During those two days, the participants—all teenagers—learned about the local and global impacts of plastic pollution through science and art. On the first day, they dissected regurgitated pellets from a Pacific Albatross, to analyze its diet. The seabird had consumed large amounts of foreign material, mostly plastic, that did not belong in its stomach. On the second day, they fo-cused on creating jewelry and accessories with plastic pieces they collected during a beach cleanup at Bahama Palm Shores.
The plastic camp is a major program of The Bahamas Plastic Movement, a non-profit organization that was founded by Ms. Ambrose. This summer, the main Bahamas Plastic camp was held in Tarpum Bay, Eleuthera. Mini camps were held on Exuma, Abaco, and Harbour Island.
Ambrose’s goal is not only to recycle, but to combat the use of plastic products all together. Not only has she taught young people how to make discarded plastic into reusable products, but she has also made sure that the containers and utensils they used during the camp were not made of plastic or Styrofoam. Metal drinking vessels and straws and bamboo cutlery were distributed to the participants. The bags used to pick up trash from beaches were not plastic, but made of jute.
Ambrose’s mission, she explained, is to build the community’s education and activism against plastic pollution in The Bahamas by holding camps for young people whenever she is in the country.
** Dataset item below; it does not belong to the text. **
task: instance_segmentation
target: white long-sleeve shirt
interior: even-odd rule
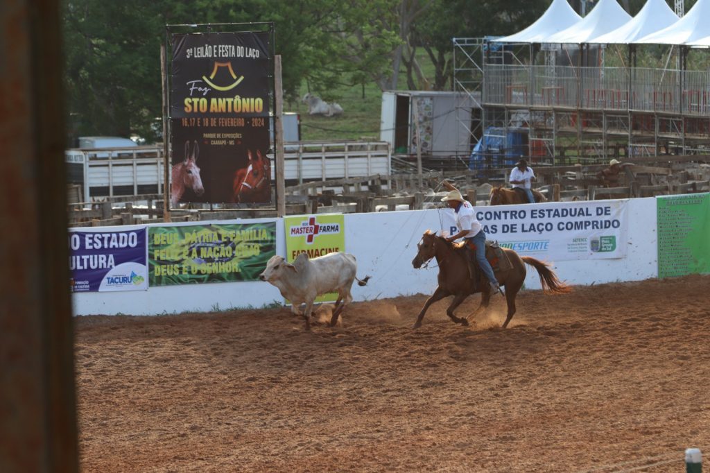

After sailing across the Pacific Ocean in 2012 to study the Western Garbage Patch, Ambrose was inspired to return home to The Bahamas to spark a plastic pollution revolution. For the past two and a half years she has been working diligently on plastic pollution research and education in her country. In 2013, she began The Plastic Beach Project; a citizen science based initiative that studies plastic concentrations on beaches in The Bahamas.
Her passion for the issue led her to develop and launch The Bahamas Plastic Movement. Since embarking on her journey for change with The Bahamas Plastic Movement, she has brought awareness of the issue to thousands locally and globally. Most recently, Ambrose was awarded the 2014 Environmental Youth Leader Award from The Government of The Bahamas for her efforts.
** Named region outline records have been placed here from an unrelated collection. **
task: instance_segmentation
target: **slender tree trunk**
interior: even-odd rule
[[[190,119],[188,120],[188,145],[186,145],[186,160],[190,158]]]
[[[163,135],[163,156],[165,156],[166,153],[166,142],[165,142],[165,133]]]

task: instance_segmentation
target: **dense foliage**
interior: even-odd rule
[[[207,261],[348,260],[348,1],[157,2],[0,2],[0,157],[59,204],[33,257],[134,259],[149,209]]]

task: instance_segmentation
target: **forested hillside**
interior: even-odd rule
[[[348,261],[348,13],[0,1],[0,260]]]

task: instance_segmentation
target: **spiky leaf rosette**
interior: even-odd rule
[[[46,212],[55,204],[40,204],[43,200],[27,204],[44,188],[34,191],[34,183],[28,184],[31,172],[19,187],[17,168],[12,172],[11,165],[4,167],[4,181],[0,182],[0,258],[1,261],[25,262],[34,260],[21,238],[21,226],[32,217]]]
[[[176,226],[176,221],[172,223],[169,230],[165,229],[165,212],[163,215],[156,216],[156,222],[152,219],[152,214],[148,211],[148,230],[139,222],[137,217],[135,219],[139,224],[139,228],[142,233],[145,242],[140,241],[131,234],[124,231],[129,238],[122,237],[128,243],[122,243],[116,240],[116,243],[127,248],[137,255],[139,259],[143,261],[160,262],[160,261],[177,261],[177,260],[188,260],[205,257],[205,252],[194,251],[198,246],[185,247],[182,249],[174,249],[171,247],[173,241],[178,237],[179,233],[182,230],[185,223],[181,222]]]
Friends of the Environment (FRIENDS) was pleased to partner with Ms. Ambrose to offer her programs in Abaco. FRIENDS Program Coordinator Olivia Patterson Maura said “Ms. Ambrose is a great role model for Bahamian youths. Her passion and drive for positive change are infec-tious and her mission for a more sustainable Bahamas is exactly what we want to support.”
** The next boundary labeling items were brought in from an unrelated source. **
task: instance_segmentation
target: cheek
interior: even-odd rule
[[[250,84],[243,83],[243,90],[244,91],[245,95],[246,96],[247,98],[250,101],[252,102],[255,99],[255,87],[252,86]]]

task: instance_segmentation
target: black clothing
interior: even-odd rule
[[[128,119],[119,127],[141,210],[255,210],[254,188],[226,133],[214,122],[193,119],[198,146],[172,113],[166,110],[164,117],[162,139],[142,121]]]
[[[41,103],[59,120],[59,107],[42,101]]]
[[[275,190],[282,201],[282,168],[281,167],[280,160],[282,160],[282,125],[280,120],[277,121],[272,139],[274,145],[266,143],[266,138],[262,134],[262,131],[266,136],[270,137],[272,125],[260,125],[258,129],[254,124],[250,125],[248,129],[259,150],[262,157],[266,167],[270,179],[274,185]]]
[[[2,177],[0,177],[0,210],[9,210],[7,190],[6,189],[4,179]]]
The participants in the Abaco camp were composed of a mixed group of young people, with the island of Eleuthera well represented, as it seems that Ambrose has rallied a good crowd of volun-teers among the youth of her island. Destinee Outten and Tyrin Culmer, both from Eleuthera, had a display of artifacts—bags, purses, vests—they created from recycled juice pouches collected from Tarpum Bay Primary School. Another camp counselor, Jamie Pelicanos, was also from Eleuthera. Jacoby Bethel, a participant from Abaco, was looking forward to the afternoon session of jewelry making.